Consider these words:
Not that I was ever in need, for I have learned how to be content with whatever I have. I know how to live on almost nothing or with everything. I have learned the secret of living in every situation, whether it is with a full stomach or empty, with plenty or little. Philippians 4:11-12, NLT
What did we bring into the world? Nothing! What can we take out of the world? Nothing! So then, if we have food and clothes, that should be enough for us.  But those who want to get rich fall into temptation and are caught in the trap of many foolish and harmful desires, which pull them down to ruin and destruction. For the love of money is a source of all kinds of evil. Some have been so eager to have it that they have wandered away from the faith and have broken their hearts with many sorrows... Strive for righteousness, godliness, faith, love, endurance, and gentleness. Run your best in the race of faith, and win eternal life for yourself; for it was to this life that God called you when you firmly professed your faith before many witnesses. I Timothy 6:7-12, GNT
A peaceful heart leads to a healthy body; jealousy is like cancer in the bones. Proverbs 14:30, NLT
Love what you have. Be satisfied.

Monday, April 13, 2015

K is for Keeping What You Love

The flip side to jettisoning the junk is keeping what you love.
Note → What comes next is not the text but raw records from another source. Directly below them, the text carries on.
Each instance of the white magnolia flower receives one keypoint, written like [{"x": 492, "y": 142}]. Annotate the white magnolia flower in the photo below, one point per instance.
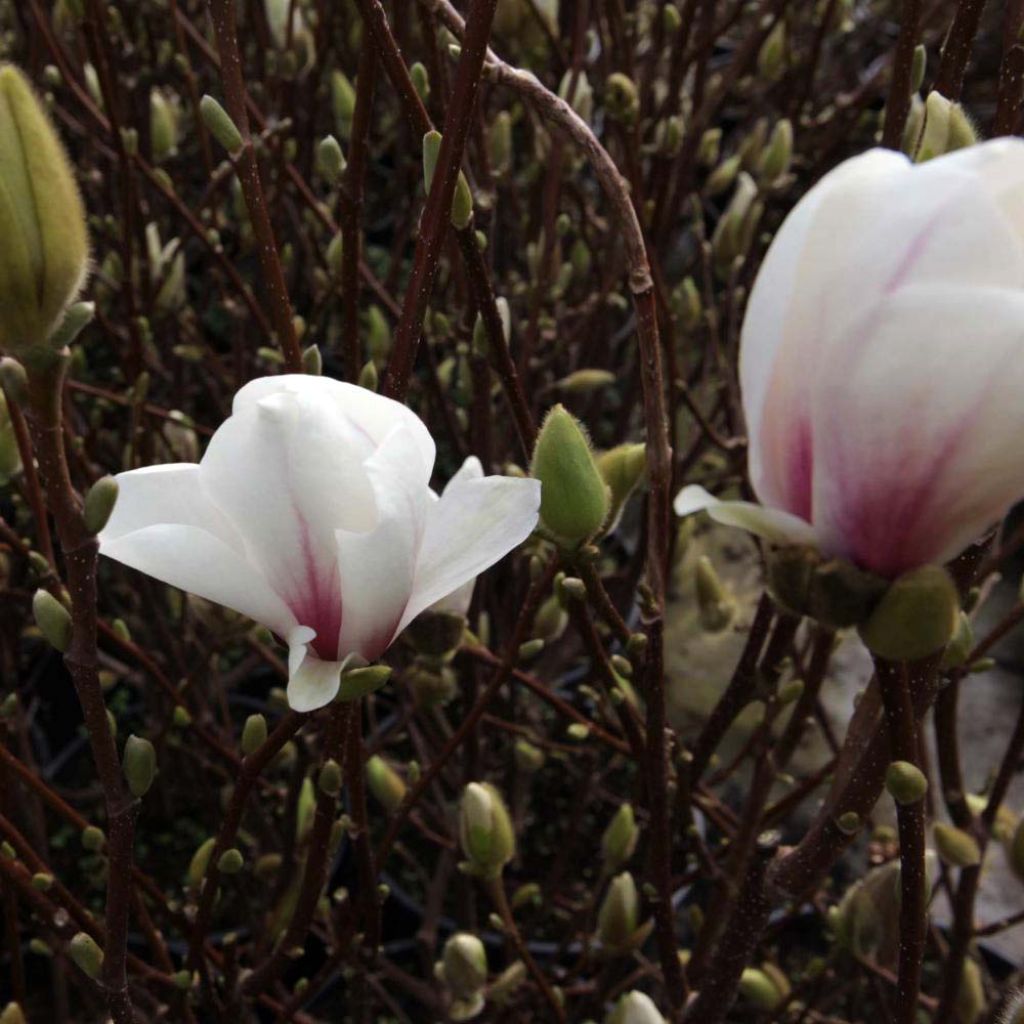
[
  {"x": 882, "y": 361},
  {"x": 311, "y": 513}
]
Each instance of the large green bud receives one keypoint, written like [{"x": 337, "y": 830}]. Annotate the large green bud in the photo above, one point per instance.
[
  {"x": 574, "y": 499},
  {"x": 45, "y": 247}
]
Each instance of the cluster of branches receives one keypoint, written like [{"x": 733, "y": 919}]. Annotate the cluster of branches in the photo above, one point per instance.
[{"x": 601, "y": 143}]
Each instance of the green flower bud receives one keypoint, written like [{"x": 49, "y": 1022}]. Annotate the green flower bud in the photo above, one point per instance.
[
  {"x": 906, "y": 782},
  {"x": 198, "y": 864},
  {"x": 52, "y": 619},
  {"x": 955, "y": 847},
  {"x": 916, "y": 616},
  {"x": 43, "y": 260},
  {"x": 635, "y": 1008},
  {"x": 385, "y": 783},
  {"x": 621, "y": 97},
  {"x": 330, "y": 159},
  {"x": 464, "y": 965},
  {"x": 574, "y": 499},
  {"x": 220, "y": 125},
  {"x": 330, "y": 777},
  {"x": 230, "y": 861},
  {"x": 357, "y": 683},
  {"x": 86, "y": 954},
  {"x": 253, "y": 734},
  {"x": 485, "y": 829},
  {"x": 99, "y": 503},
  {"x": 139, "y": 765}
]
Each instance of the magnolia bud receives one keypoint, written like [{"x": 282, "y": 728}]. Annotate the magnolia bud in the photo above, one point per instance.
[
  {"x": 86, "y": 954},
  {"x": 485, "y": 829},
  {"x": 253, "y": 734},
  {"x": 915, "y": 616},
  {"x": 906, "y": 782},
  {"x": 574, "y": 499},
  {"x": 219, "y": 124},
  {"x": 99, "y": 503},
  {"x": 385, "y": 783},
  {"x": 45, "y": 251},
  {"x": 635, "y": 1008},
  {"x": 955, "y": 847},
  {"x": 464, "y": 965},
  {"x": 139, "y": 765},
  {"x": 52, "y": 619}
]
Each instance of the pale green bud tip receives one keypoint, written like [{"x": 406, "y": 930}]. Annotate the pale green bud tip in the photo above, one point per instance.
[
  {"x": 464, "y": 965},
  {"x": 230, "y": 861},
  {"x": 906, "y": 782},
  {"x": 574, "y": 499},
  {"x": 52, "y": 619},
  {"x": 330, "y": 777},
  {"x": 86, "y": 954},
  {"x": 99, "y": 504},
  {"x": 954, "y": 846},
  {"x": 220, "y": 125},
  {"x": 915, "y": 616},
  {"x": 485, "y": 829},
  {"x": 139, "y": 765},
  {"x": 42, "y": 220},
  {"x": 620, "y": 839},
  {"x": 253, "y": 733}
]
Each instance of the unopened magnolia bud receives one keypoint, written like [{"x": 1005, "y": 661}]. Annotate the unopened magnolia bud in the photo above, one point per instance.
[
  {"x": 139, "y": 765},
  {"x": 219, "y": 124},
  {"x": 955, "y": 847},
  {"x": 385, "y": 783},
  {"x": 574, "y": 499},
  {"x": 716, "y": 604},
  {"x": 635, "y": 1008},
  {"x": 906, "y": 782},
  {"x": 357, "y": 683},
  {"x": 485, "y": 829},
  {"x": 86, "y": 954},
  {"x": 464, "y": 965},
  {"x": 330, "y": 159},
  {"x": 45, "y": 251},
  {"x": 52, "y": 619},
  {"x": 253, "y": 734},
  {"x": 99, "y": 502},
  {"x": 915, "y": 617},
  {"x": 622, "y": 99},
  {"x": 620, "y": 839}
]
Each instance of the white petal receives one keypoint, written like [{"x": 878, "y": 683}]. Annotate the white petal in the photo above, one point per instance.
[
  {"x": 377, "y": 568},
  {"x": 374, "y": 415},
  {"x": 311, "y": 682},
  {"x": 195, "y": 560},
  {"x": 475, "y": 523},
  {"x": 919, "y": 424},
  {"x": 774, "y": 525}
]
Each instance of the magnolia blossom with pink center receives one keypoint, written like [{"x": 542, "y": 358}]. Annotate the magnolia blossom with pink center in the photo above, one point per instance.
[
  {"x": 311, "y": 513},
  {"x": 882, "y": 361}
]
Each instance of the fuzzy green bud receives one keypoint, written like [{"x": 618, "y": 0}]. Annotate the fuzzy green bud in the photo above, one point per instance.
[
  {"x": 485, "y": 829},
  {"x": 139, "y": 765},
  {"x": 52, "y": 619},
  {"x": 385, "y": 783},
  {"x": 86, "y": 954},
  {"x": 99, "y": 502},
  {"x": 220, "y": 125},
  {"x": 906, "y": 782},
  {"x": 45, "y": 252},
  {"x": 955, "y": 847},
  {"x": 620, "y": 839},
  {"x": 915, "y": 616},
  {"x": 253, "y": 734},
  {"x": 574, "y": 499}
]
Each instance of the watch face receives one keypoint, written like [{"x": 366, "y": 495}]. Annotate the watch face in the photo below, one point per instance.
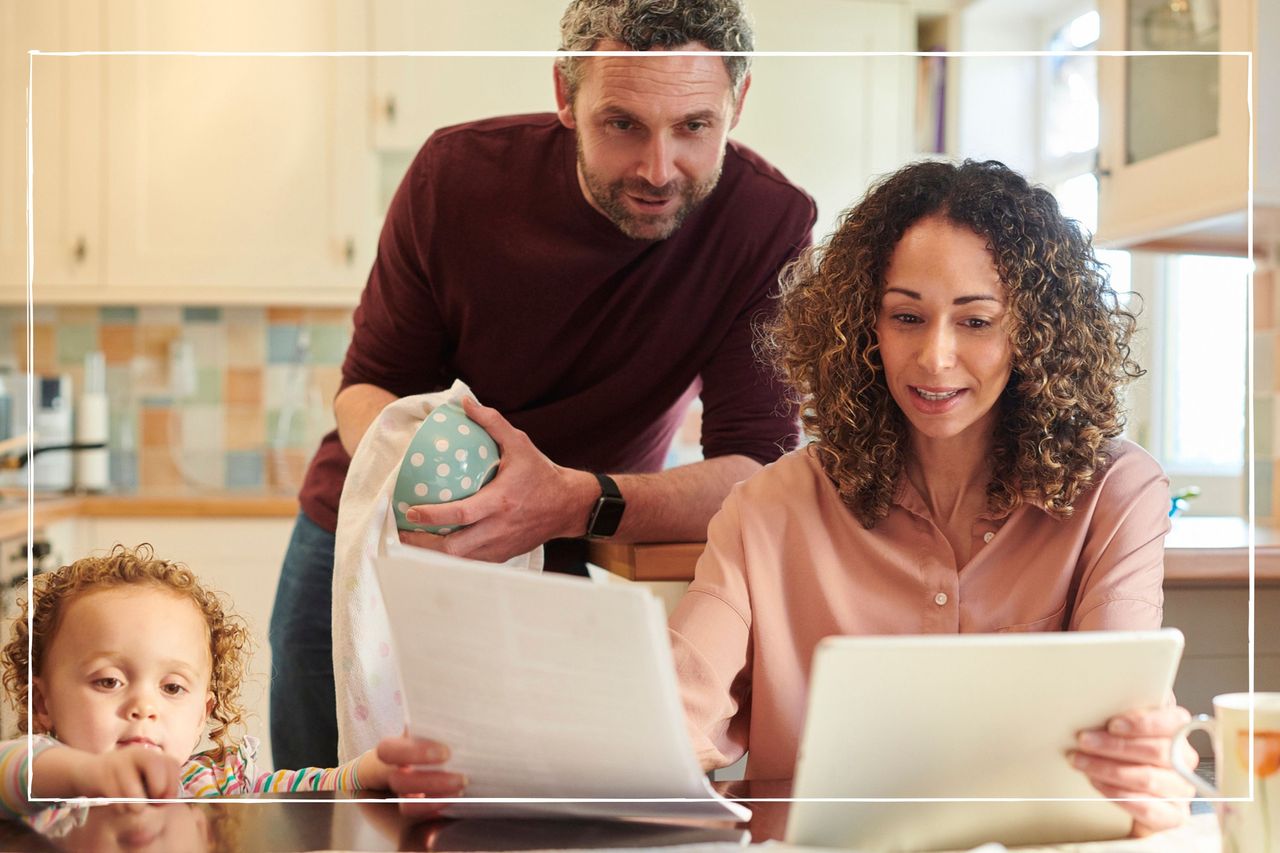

We don't need to go completely crazy and get rid of everything, you know. It's important to keep the things that bring us joy and add value to our lives.

What do you love and why do you love it? Do you love it because it's pretty and you enjoy using, wearing, reading or looking at it? Are memories attached to it? If the reason you love something is because of the memories it conjures up, would taking a picture suffice? 

Other questions to ask yourself include: do I have space for this? Will it be on display or hidden under wraps? Am I prepared to get rid of something else in order to make room for it? Do I have more than one? Do I have the time required to maintain and care for it?

Only you can decide whether you love something enough to keep it. My sole piece of advice in addition asking yourself the above questions is - if in doubt, set the item aside for three months and then revisit it. What do you think then? If you're still undecided, it's probably time to pass it along.

What do you own that you can't bear to part with? If your house caught on fire, what would you save? For me it would be my photo albums, life documents (e.g. birth and marriage certificates) and USB sticks. And the watercolour painting my aunt gave us as a wedding present!